Another strength of the film is the character dynamics. The actors portray their friendship so naturally, you feel they have this strong bond. I know the actors lived in the same house weeks before the shooting to make them get to that emotional connection. The ensemble is a group of very talented actors, some which I’ve seen in other films and some which I’m meeting for the first time. The fact that many of us identify with being in a group like this is probably why we get so drawn into their story so fast. Apart from Meg Tilly’s performance, all the actors did a wonderful job in personifying these complex characters. She is the one we don’t know nothing about. Her character felt like an intruder and it bothered me that she was intentionally weird without any explanation. Glenn Close got an Oscar nomination for Best Supporting Actress for her role. She is good, like always, but I don’t really see the appeal, it must have been a weak year in supporting roles for women to choose this performance. I also found her nude scene unnecessary.


The soundtrack was used to evoke the music this group of friends listened to in their college years in the 60’s. This is a great line-up of songs but some didn’t feel like enriching the scenes where they were used. It’d say it was more overkill.


I don’t have many complaints about The Big Chill. I wish they went more for the nostalgia feel rather than the unfinished-business love affairs. There is a certain part at the end that almost ruined the film for me involving Kevin Kline and Mary Kay Place’s characters. Those who’ve seen the film will known what I’m referring to.
And the ending was so sudden and almost sitcom like. I guess I’m more drawn to the idea of time passing and people growing apart but still loving each other despite the distance and life getting in the way than the drama between the men and women. I felt like the director went the easier way by dealing more with romance rather than contemplation.
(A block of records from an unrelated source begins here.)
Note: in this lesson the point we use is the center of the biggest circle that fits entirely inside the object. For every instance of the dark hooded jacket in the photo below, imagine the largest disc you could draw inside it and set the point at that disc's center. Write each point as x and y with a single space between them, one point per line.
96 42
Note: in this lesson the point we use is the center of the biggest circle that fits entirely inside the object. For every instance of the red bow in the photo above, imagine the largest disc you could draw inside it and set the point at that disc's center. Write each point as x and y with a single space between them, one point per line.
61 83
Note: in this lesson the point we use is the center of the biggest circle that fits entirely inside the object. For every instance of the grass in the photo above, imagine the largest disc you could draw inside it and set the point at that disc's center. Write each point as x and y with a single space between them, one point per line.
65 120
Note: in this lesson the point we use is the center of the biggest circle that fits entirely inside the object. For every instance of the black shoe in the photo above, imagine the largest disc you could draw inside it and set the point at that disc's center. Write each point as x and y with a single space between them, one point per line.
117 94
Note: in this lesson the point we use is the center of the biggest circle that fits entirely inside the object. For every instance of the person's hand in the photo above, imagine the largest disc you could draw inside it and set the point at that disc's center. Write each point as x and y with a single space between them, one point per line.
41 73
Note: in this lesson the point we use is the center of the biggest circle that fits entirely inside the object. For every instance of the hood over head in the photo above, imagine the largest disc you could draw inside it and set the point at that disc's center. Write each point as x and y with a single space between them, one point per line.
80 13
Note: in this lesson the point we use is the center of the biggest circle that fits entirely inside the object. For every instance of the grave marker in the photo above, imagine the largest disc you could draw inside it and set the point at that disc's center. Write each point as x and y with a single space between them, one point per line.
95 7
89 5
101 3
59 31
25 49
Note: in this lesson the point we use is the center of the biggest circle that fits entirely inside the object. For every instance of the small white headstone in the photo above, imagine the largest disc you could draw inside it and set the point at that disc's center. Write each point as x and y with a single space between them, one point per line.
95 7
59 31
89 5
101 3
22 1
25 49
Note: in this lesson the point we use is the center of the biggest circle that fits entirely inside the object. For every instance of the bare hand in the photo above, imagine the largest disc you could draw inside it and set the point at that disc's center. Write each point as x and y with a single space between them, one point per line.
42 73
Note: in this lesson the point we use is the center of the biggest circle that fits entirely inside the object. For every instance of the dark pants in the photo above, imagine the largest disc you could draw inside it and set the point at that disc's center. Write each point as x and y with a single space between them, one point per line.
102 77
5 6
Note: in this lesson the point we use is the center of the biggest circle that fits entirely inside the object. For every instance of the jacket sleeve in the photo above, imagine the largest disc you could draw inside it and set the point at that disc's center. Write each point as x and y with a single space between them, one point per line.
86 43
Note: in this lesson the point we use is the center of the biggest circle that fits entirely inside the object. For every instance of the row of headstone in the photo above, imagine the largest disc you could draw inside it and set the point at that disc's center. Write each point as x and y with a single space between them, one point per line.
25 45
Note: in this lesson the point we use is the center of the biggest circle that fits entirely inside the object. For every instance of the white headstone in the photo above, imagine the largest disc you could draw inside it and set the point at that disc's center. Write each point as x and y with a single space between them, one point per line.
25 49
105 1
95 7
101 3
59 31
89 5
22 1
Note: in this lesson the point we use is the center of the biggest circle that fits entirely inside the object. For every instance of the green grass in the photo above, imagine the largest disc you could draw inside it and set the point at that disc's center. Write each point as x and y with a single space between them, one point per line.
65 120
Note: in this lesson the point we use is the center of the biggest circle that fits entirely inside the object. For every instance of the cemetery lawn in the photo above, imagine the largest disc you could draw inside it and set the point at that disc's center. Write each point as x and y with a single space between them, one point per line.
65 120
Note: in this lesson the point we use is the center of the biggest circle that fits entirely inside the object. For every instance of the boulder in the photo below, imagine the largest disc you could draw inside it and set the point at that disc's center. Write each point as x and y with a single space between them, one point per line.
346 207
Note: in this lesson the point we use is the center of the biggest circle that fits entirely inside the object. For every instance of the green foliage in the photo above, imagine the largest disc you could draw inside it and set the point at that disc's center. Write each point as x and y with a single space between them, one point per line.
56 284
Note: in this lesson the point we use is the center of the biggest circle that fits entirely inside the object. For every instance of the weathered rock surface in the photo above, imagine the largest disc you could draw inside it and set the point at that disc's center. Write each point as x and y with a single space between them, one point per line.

I’m not asking for a Bergman film, but I think this theme is broad enough and it deserved much more time spent on it.

If you ever get a chance to see The Big Chill, don’t miss it. It’s got a timeless message and if you had or have a similar group of friends, this film will make a connection with you. It’s also worth for the wonderful cast that of talented performers who breathe life into these complex and real characters.